Contrairement aux huit objectifs du millénaire pour le développement (OMD), rédigés par une poignée de fonctionnaires des Nations Unies depuis leur sous-sol, les 17 objectifs de développement durable (ADD) sont censés être le reflet d’une grande diversité d’opinions et de perspectives. Mais en dépit de tous les beaux discours sur l’universalité et l’inclusion, des groupes de la société civile ont critiqué l’agenda post-2015 en l’accusant de ne privilégier qu’un nombre restreint de points de vue, avec des débats largement dominés par le Nord.
En exprimant sa position avec plus de vigueur, la Chine contribuerait à corriger ce déséquilibre. Mais surtout, l’approche globale du pays en matière d’aide humanitaire offre une alternative à l’attitude prescriptive du Nord.
À la différence de la stratégie uniforme, parfois obtuse, bailleur de fonds/bénéficiaire défendue par de nombreux bailleurs de fonds internationaux, la Chine privilégie les relations de partenariat. Elle prône l’expérimentation et la flexibilité plutôt que la poursuite de stratégies et d’objectifs stricts, et met l’accent sur l’appropriation par le pays, en laissant aux gouvernements bénéficiaires le soin d’évaluer eux-mêmes leurs besoins et leurs priorités.
Une nouvelle approche
Alors que l’aide chinoise vis-à-vis de l’Afrique paraît suspecte aux yeux de certaines capitales occidentales, de nombreux dirigeants africains se félicitent de l’approche de Pékin. Ainsi Paul Kagame, le président rwandais, a critiqué l’aide occidentale en l’opposant à la manière dont « les Chinois apportent aux Africains ce dont ils ont besoin », et de nombreux autres – à l’instar de l’ancienne ministre ougandaise de l’Agriculture, Victoria Sekitoleko – ont suggéré que « contrairement à nos partenaires traditionnels, comme les pays européens, les entreprises chinoises veulent nous écouter et placent nos exigences au centre de la coopération ».

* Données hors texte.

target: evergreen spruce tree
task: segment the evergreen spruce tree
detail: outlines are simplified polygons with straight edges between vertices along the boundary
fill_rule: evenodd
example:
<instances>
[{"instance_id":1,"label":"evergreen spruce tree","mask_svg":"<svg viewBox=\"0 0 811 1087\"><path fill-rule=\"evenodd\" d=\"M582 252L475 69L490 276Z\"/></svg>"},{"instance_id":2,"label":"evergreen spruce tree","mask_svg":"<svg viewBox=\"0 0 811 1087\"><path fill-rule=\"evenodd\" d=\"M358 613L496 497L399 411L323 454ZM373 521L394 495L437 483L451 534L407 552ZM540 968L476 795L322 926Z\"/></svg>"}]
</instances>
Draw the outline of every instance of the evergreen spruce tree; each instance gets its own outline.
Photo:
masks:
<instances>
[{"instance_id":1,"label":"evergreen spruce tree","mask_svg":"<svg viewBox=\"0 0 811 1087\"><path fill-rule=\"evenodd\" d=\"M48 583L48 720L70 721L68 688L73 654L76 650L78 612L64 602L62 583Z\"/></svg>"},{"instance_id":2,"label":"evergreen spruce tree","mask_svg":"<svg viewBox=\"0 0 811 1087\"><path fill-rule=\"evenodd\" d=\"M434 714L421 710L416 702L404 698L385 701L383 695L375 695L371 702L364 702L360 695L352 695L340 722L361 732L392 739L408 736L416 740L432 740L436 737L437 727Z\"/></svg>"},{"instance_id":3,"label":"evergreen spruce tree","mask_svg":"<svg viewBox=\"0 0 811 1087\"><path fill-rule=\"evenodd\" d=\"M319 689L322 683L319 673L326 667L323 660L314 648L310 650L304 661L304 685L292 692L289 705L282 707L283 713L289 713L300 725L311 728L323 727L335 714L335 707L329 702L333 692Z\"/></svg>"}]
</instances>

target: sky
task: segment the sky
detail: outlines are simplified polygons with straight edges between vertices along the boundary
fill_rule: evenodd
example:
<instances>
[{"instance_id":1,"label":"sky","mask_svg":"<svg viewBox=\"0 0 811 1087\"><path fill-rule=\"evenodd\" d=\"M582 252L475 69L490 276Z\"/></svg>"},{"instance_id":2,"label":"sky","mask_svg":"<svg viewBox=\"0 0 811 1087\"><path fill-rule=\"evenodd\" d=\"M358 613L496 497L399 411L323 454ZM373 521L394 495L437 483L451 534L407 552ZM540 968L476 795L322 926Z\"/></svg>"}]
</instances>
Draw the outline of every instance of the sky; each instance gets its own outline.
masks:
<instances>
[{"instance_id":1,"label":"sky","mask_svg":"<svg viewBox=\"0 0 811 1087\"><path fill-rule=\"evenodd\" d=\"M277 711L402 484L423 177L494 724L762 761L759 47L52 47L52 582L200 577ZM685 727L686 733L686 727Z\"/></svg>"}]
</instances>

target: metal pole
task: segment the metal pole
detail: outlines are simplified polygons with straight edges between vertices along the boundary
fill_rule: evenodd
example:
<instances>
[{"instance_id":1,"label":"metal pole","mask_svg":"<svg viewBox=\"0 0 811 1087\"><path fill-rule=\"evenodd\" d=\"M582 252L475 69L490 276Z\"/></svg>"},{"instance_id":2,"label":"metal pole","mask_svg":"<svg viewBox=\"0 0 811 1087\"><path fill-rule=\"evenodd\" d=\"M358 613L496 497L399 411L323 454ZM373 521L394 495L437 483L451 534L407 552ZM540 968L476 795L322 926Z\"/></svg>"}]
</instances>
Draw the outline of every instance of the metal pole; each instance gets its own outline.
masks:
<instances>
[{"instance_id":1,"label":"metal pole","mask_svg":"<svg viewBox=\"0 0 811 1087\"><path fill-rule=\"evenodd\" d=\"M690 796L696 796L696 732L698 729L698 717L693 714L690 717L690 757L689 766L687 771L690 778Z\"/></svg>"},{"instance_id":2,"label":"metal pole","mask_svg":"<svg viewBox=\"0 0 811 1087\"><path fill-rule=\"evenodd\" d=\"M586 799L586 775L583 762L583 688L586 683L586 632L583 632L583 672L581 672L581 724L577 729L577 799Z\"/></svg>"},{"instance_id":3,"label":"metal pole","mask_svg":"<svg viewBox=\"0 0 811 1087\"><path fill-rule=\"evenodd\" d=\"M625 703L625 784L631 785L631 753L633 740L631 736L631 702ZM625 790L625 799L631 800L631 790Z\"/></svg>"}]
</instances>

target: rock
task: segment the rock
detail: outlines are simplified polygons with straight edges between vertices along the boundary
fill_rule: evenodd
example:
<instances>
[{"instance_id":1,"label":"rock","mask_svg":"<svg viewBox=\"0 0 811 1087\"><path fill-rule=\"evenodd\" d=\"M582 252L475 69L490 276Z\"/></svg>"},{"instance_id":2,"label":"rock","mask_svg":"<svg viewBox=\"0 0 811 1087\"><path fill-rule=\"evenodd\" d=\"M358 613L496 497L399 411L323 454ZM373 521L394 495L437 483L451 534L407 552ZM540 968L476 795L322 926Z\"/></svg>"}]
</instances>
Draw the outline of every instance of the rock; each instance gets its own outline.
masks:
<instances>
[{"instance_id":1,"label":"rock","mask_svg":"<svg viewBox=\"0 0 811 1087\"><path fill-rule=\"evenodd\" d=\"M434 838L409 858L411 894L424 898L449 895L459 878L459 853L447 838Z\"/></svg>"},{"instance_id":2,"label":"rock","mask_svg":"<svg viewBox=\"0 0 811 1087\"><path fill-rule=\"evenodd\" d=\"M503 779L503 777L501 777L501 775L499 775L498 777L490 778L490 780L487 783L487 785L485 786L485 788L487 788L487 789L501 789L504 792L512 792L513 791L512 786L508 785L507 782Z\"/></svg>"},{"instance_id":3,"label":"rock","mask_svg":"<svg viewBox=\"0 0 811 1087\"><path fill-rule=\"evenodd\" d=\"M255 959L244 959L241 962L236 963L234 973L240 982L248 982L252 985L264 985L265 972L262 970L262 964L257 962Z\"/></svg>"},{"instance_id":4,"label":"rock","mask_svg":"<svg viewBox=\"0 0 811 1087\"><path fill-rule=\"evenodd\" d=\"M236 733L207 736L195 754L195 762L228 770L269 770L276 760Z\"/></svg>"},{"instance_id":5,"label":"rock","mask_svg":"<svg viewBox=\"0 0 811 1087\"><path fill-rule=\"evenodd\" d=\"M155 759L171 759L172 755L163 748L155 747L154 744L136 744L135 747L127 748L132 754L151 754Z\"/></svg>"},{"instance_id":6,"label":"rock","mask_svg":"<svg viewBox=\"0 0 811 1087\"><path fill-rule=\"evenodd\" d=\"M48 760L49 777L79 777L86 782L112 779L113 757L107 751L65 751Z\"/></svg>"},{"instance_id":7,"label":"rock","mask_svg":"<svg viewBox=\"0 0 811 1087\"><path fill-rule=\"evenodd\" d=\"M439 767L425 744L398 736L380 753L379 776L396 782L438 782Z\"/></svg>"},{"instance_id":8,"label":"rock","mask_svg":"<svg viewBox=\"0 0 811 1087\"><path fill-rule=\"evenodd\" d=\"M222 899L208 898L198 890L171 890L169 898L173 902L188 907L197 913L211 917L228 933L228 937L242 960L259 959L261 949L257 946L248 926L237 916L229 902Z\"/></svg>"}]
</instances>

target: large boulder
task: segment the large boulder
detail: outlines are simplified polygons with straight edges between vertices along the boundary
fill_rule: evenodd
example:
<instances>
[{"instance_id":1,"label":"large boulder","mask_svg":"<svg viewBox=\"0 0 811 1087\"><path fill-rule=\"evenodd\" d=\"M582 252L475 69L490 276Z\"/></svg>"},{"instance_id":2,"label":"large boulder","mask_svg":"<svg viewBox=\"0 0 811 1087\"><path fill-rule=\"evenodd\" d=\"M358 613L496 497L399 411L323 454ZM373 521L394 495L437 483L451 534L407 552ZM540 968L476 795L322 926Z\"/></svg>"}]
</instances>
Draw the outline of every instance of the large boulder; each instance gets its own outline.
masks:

C’est une forme d’engagement plus « horizontale », souvent perçue comme plus efficace et plus respectueuse que l’approche « par le haut » caractéristique de l’Occident. Le modèle chinois est très loin d’être parfait, mais à certains égards il s’approche bien plus du consensus souhaité par la conférence Rio+20, prônant des ADD « applicables universellement à tous les pays, en tenant compte des réalités, capacités et niveaux de développement spécifiques et en respectant les politiques et les priorités nationales ». Peut-être l’approche de la Chine en matière d’aide mérite-t-elle d’inspirer autre chose que de la méfiance et des critiques ?
Confronter l’aide chinoise et l’aide occidentale en Afrique n’est pas particulièrement constructif. Le risque est de passer à côté du fait que chacune de ces approches a ses qualités et ses défauts. La collaboration et la coopération ont probablement bien plus à offrir que la rivalité – c’est à n’en pas douter l’avis des bénéficiaires.
L’ancien dirigeant chinois Deng Xiaoping avait déclaré que la Chine devait « faire profil bas et ne jamais prendre les rênes » dans les affaires du monde. Mais Pékin est de plus en plus influente sur la scène politique et économique mondiale. En cette période caractérisée par des interventions humanitaires toujours plus complexes et plus coûteuses, la Chine devrait également être encouragée à assumer un rôle plus actif dans les débats sur l’avenir de l’aide.